Bliss
“The chicken is dry,” said Harry.
“The hose is out back,” snorted Mary, face
down into her pillow.
“Forty-five years, you still can't cook.”
Mary scratched her head and pulled the
blanket up over her ears.
“I can choke to death on this.”
“Harry, you shouldn't be eating in bed…”
“Or what, Mary?”
Mary rubbed her sleeping eyes open, and then
suddenly, in that blinking instant, leapt from the bed to standing.
“Harry?!” The frail woman leaned into
the darkness, arms out. “Harry?”
Silence filled the blackness. Mary
slowly found the edge of the bed and brought herself down to rest upon it
as delicately as possible.
“If you’re eating in this bed,
Harry, I don't care if you’re dead already - I'll kill you again,” she
said, trembling.
“And if you use the toilet, put the damned
seat down. I'm used to it being down. You’re dead. I can have it
down. And tomorrow, I'm gluing it down.”
Harry waited until Mary was comfortable
again, until her eyes were closed and she had convinced herself that it
was a dream. He waited until he felt the heat of sleep rise up from her body.
“How can I get any rest when you’re
snoring like that?” He asked, nestled in tight.
“Holy hell! Harry!” Mary sat upright
but didn't bother to leave the bed. “It's you! I'm not dreaming?!”
“Nope, you’re not dreaming.”
“Why the hell are you waking me up, Harry?
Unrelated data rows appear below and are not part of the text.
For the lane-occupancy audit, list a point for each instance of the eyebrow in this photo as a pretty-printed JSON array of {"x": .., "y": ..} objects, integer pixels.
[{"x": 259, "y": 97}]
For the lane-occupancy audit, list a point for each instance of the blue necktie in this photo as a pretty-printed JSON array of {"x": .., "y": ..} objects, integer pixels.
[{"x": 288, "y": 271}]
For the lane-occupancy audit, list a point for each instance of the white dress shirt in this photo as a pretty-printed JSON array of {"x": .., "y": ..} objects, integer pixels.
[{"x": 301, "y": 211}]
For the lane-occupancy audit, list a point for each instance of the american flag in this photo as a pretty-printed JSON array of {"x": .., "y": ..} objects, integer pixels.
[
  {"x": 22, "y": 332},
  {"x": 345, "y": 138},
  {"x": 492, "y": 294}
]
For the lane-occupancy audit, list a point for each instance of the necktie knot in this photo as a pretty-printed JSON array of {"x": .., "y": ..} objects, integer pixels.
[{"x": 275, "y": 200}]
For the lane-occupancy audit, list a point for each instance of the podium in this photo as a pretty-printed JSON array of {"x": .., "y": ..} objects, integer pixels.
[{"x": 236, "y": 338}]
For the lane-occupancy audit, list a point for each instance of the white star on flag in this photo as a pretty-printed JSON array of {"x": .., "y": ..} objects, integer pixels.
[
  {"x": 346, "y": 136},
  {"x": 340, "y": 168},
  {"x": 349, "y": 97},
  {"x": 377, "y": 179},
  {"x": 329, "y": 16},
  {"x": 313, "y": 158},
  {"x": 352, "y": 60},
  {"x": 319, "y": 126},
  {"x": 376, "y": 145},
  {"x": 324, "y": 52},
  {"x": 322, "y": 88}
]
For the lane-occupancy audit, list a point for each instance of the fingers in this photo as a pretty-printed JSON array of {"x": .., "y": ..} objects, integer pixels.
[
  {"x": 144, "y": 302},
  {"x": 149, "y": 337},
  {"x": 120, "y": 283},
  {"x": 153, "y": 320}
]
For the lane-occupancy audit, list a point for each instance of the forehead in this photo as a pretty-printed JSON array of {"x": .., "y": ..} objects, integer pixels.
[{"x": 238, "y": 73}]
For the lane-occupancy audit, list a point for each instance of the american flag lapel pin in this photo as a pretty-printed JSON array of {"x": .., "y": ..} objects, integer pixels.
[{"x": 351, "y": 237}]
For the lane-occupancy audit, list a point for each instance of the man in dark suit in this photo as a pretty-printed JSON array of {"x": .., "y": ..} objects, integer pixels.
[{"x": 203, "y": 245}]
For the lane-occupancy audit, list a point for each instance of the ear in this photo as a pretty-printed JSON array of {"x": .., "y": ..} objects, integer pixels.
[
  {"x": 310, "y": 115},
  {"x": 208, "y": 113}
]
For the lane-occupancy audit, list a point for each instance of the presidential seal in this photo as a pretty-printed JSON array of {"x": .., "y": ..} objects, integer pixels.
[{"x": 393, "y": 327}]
It's the middle of the night! Can't you haunt me in the morning, after I've had
coffee, a shower?”
“Are you complaining to me already, Mary?”
“Are you being a pain in my ass? Already?
Harry?”
“Will you ever change, Mary?”
“Will you ever just stay dead, Harry?”
“I tried that. It didn't work so well.”
“Go haunt Grace Kaputnik. You
haunted her enough when you were alive – I don’t see why you should stop now! Jesus
Christ, Harry, what did you do, get thrown out of hell?”
“Something like that, Mary.”
Mary got out of bed and fumbled for her gown.
She put on her slippers and found the lamp at the bedside and turned it on.
“You still wear that rag? I figured you'd
buy something nice with the insurance money.”
“Listen,” growled Mary, “if you came back
from the dead for small talk, I'm not interested. And by the way, your
funeral and the bills you hung me with didn't leave me much, so don't have a
fat head about the insurance money. You didn't do me any favors!”.
“Still hot stuff. I almost miss you.”
Mary leaned this way and that way and
took small steps across the grey carpeted floor on her way to the
bathroom.
“Why can't I see you?” asked Mary,
snapping on the bathroom light. “What's it like being dead? Does it hurt?
I hope it hurts. Does the devil put a hot poker in your ass? I hope he does.”
Harry tried to laugh, but couldn't.
“Funny you say it. I'd laugh but…”
“Oh,” Mary turned into the yellow light of
the small bathroom, “where the heck did you leave the remote to the
garage? Six months, I can't find it.”
“I come back from the dead and you ask me
about the garage door opener?”
“You probably left it at Grace Kaputnik’s house!”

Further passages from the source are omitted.